Las Vegas Sun

April 19, 2024

Monday’s People in the News

If only Peter Jennings didn't have that pesky Y chromosome, Barbara Walters might be happy. But, last time she checked, Jennings and his mates on the nightly network newscasts -- Tom Brokaw, Dan Rather -- were all men, and that doesn't make her happy. "I say this not to put down the nightly newscasts, but to point out that they represent the last bastions of 'women stay out."' While the boys club flag has come down elsewhere in TV news -- "There's hardly a newsmagazine that doesn't have a female host" -- -- "it is only on the network evening news that there is still a 'men only' sign." She didn't volunteer to wield the battering ram on this stronghold of male dominance, and it's probably coincidence that her comments come just as she's renegotiating her contract with ABC.

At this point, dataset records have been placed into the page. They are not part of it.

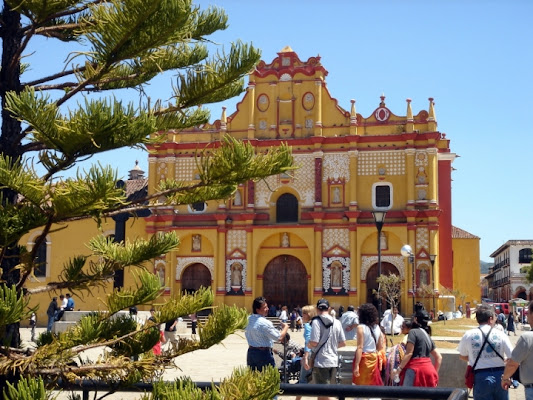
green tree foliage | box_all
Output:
[0,0,294,397]
[376,273,401,312]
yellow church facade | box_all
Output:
[144,48,480,316]
[22,48,480,323]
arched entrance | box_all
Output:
[181,263,211,294]
[366,262,400,311]
[263,255,308,308]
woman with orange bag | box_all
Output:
[352,303,386,386]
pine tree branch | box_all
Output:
[23,66,86,87]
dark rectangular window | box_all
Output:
[34,243,46,277]
[375,185,391,208]
[519,248,532,264]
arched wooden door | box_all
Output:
[263,255,308,308]
[366,262,400,311]
[181,263,211,294]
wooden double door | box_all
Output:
[366,261,400,310]
[181,263,211,294]
[263,255,308,308]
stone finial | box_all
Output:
[428,98,436,122]
[406,98,413,121]
[350,99,357,118]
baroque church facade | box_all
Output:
[144,47,479,315]
[23,48,480,323]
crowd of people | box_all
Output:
[45,293,75,332]
[245,297,444,400]
[245,297,533,400]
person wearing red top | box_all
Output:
[392,310,442,387]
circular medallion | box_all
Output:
[375,107,390,122]
[303,92,315,111]
[257,94,269,112]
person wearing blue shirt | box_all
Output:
[298,304,317,389]
[65,293,75,311]
[245,296,289,371]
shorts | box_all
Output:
[312,367,337,384]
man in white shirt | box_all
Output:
[309,299,346,400]
[380,307,404,335]
[458,304,513,400]
[339,305,359,340]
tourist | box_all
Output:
[245,297,289,371]
[458,304,513,400]
[164,317,179,352]
[507,312,516,336]
[501,301,533,399]
[297,304,317,390]
[308,298,346,400]
[380,306,404,336]
[46,297,59,332]
[391,310,441,387]
[352,303,385,386]
[65,293,75,311]
[339,305,359,340]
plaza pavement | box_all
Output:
[21,323,527,400]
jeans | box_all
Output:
[47,315,55,332]
[473,369,508,400]
[526,386,533,400]
[247,348,275,371]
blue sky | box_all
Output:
[23,1,533,262]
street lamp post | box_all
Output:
[429,254,437,318]
[372,211,386,318]
[401,244,415,313]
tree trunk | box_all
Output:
[0,4,24,393]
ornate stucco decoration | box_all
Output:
[174,157,197,181]
[322,153,350,182]
[360,255,405,280]
[227,229,247,253]
[323,228,350,252]
[358,151,405,176]
[225,259,247,294]
[176,257,214,281]
[255,154,314,207]
[416,227,429,250]
[322,256,351,295]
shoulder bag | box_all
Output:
[483,329,520,383]
[309,317,332,369]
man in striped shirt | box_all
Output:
[245,296,289,370]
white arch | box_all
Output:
[361,255,404,280]
[176,257,214,281]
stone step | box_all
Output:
[52,311,206,334]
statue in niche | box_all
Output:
[192,234,201,251]
[419,268,428,286]
[417,189,427,200]
[156,266,165,287]
[281,232,290,248]
[417,167,427,184]
[230,262,243,287]
[380,232,388,250]
[332,187,341,203]
[233,190,242,206]
[330,260,343,288]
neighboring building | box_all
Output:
[487,240,533,301]
[23,48,481,323]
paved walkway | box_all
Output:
[20,324,528,399]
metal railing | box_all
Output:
[60,380,468,400]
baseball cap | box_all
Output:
[317,298,330,310]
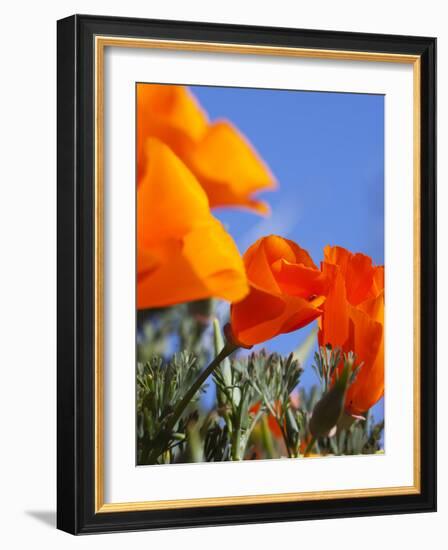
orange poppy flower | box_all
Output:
[319,246,384,416]
[250,401,283,438]
[229,235,328,347]
[137,138,249,309]
[137,84,276,214]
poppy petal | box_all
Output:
[137,84,208,180]
[138,220,248,309]
[344,305,384,414]
[262,235,299,265]
[323,245,351,273]
[231,289,323,347]
[185,121,276,211]
[345,253,375,305]
[271,259,329,298]
[244,238,282,294]
[279,296,325,334]
[319,262,350,348]
[182,220,249,302]
[137,138,210,247]
[230,286,287,346]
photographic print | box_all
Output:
[136,83,385,465]
[57,16,436,533]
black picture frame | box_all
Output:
[57,14,436,535]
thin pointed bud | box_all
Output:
[213,318,228,370]
[309,360,352,438]
[186,421,204,463]
[213,318,234,403]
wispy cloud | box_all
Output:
[239,193,302,252]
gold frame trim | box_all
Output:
[94,36,422,513]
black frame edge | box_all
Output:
[57,14,78,535]
[57,14,437,535]
[419,37,437,514]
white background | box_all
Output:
[0,0,444,548]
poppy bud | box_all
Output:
[309,361,352,438]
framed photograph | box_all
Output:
[57,14,436,534]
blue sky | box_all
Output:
[190,85,385,422]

*"60 Minutes" alpha male Mike Wallace says he almost quit the show during the recent turmoil over whether to air his controversial tobacco industry expose. He didn't, but the in-house fighting drained all the sparkle out of the normally fun business of ambush interviewing. "It's painful. You don't eat. You don't sleep. Your self-esteem drops to zero."

*For the New Yorker's "Black in America" issue, Jackie Jackson, wife of Jesse, recalls the moment her husband decided to run for the presidency. He was pulling on his socks at the time. "I said, 'Way to go, Jesse!' We had a little pep rally right there. 'Yes! I am somebody! Never surrender! Keep hope alive!' We do that sort of thing around the house, you know."

Now that Charlie Sheen is no longer riding in the Heidi Fleiss tour de pants, what's he doing to work out the old Y chromosome? Taking himself out to the ballgame, for one. The "Major League" star recently spent $5,000 for all the seats behind the left field fence at a California Angels home game vs. the Detroit Tigers. Treating a group of underprivileged kids to a rare big-league game, perhaps? Hardly. He was clearing the deadwood. He wanted to catch a Cecil Fielder home run without having to "crawl over the paying public." Cooties, you know. So he and three people lucky enough to call themselves friends of Charlie Sheen sat alone among the empty seats, the actor pounding his mitt in anticipation, ready to have a little pep rally right there. Alas, Fielder went 0-for-3 and Sheen went 0-for-$5,000.